5. Similar such issue had arisen for our consideration in Tax Appeal No. 523 of 2010. The said Tax Appeal has been dismissed in the following manner :

“Department is in appeal against the judgment of Customs, Excise & Service Tax Appellate Tribunal (‘Tribunal’ for short), dated 6-8-2009 by which appeal of the department came to be dismissed. The issue pertains to filing of general declaration instead of consignment-wise declaration by assessee declaring that cenvat credit is not available. Against the decision of the competent authority dated 7-1-2009, the Commissioner (Appeals) allowed the appeal of the assessee holding that assessee is eligible to claim the benefit of exemption on the ground that procedure was substantially complied with as provided in Notification dated 3-12-2004.

The Tribunal concurred with the view of the Commissioner (Appeals) and dismissed the revenue’s appeal relying on the previous decision of the Tribunal reported in 2008 (10) S.T.R. 201.

Counsel for the petitioner candidly stated that above decision of the Tribunal was not challenged. In addition to above, we also perused the reasoning of the Commissioner (Appeals) as well as the Tribunal in the impugned orders. Issues are purely questions of fact and no substantial questions of law are arising.

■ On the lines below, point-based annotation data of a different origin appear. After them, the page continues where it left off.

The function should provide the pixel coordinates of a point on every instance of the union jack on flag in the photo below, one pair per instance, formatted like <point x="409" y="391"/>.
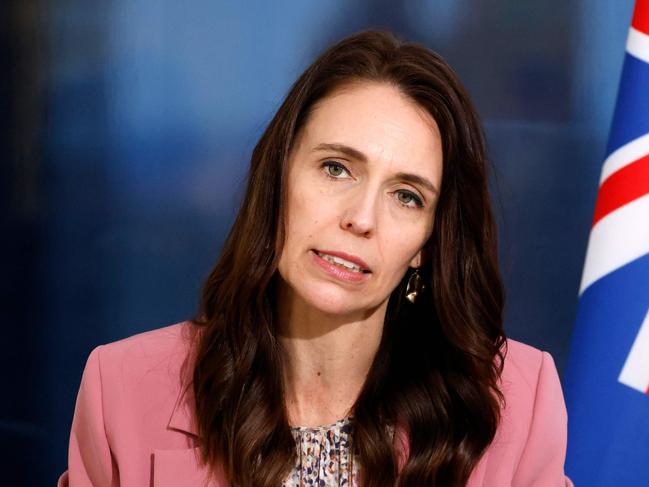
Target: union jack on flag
<point x="607" y="377"/>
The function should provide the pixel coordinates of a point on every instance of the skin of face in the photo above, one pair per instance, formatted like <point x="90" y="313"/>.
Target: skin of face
<point x="336" y="201"/>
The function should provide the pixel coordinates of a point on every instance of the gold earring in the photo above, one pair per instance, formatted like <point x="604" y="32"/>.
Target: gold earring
<point x="414" y="286"/>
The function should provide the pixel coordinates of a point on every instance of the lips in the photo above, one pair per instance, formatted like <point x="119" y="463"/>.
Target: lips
<point x="348" y="257"/>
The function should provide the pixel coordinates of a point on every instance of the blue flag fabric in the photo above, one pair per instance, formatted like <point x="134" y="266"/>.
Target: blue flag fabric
<point x="606" y="380"/>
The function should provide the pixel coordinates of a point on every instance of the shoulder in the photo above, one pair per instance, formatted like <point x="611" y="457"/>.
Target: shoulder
<point x="530" y="443"/>
<point x="140" y="379"/>
<point x="143" y="351"/>
<point x="531" y="387"/>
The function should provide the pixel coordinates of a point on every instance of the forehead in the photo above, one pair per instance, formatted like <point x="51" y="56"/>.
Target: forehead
<point x="377" y="119"/>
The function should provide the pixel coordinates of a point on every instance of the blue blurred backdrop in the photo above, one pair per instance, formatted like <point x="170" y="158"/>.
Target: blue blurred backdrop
<point x="127" y="126"/>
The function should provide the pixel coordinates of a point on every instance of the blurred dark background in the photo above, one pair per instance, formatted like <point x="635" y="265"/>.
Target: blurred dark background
<point x="125" y="133"/>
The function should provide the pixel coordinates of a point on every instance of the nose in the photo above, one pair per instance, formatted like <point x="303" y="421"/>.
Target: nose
<point x="359" y="216"/>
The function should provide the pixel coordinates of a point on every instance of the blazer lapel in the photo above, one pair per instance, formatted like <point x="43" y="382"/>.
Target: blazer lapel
<point x="172" y="468"/>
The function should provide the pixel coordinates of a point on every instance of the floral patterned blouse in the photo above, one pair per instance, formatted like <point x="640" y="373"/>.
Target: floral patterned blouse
<point x="324" y="456"/>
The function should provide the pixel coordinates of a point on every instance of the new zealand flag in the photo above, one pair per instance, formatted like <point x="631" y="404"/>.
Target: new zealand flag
<point x="607" y="378"/>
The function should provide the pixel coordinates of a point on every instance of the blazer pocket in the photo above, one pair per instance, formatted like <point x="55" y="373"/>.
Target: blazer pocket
<point x="171" y="468"/>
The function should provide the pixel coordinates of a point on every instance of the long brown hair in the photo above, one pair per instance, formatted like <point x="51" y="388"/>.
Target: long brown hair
<point x="436" y="371"/>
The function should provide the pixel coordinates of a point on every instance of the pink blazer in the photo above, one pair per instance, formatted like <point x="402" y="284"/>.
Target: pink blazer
<point x="133" y="421"/>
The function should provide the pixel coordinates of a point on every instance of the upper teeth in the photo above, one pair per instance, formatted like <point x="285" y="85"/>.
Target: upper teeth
<point x="337" y="260"/>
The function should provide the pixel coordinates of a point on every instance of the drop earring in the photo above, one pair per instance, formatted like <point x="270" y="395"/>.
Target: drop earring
<point x="414" y="286"/>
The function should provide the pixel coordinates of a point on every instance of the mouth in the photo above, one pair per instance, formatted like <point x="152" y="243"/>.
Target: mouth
<point x="344" y="261"/>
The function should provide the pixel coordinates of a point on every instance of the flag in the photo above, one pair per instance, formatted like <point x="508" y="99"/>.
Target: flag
<point x="606" y="381"/>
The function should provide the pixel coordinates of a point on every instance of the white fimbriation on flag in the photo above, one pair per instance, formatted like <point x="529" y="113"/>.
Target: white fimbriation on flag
<point x="616" y="240"/>
<point x="624" y="156"/>
<point x="638" y="45"/>
<point x="635" y="372"/>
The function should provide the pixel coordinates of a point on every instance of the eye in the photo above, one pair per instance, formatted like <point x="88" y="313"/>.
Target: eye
<point x="405" y="198"/>
<point x="334" y="169"/>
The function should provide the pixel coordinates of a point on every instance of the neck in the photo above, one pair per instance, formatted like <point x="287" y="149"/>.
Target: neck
<point x="326" y="360"/>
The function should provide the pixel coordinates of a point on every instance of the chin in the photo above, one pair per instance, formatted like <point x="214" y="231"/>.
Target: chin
<point x="334" y="302"/>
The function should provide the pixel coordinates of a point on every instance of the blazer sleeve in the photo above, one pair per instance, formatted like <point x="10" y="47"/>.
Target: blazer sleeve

The appeal, therefore, stands dismissed.”

6. Having considered identical questions proposed earlier for consideration, the same were not entertained and therefore in the present Tax Appeal preferred by the Revenue. With no other and further materials having came on record, adjudication and conclusion cannot be different than as was done earlier, this Tax Appeal also requires dismissal and accordingly is disposed of.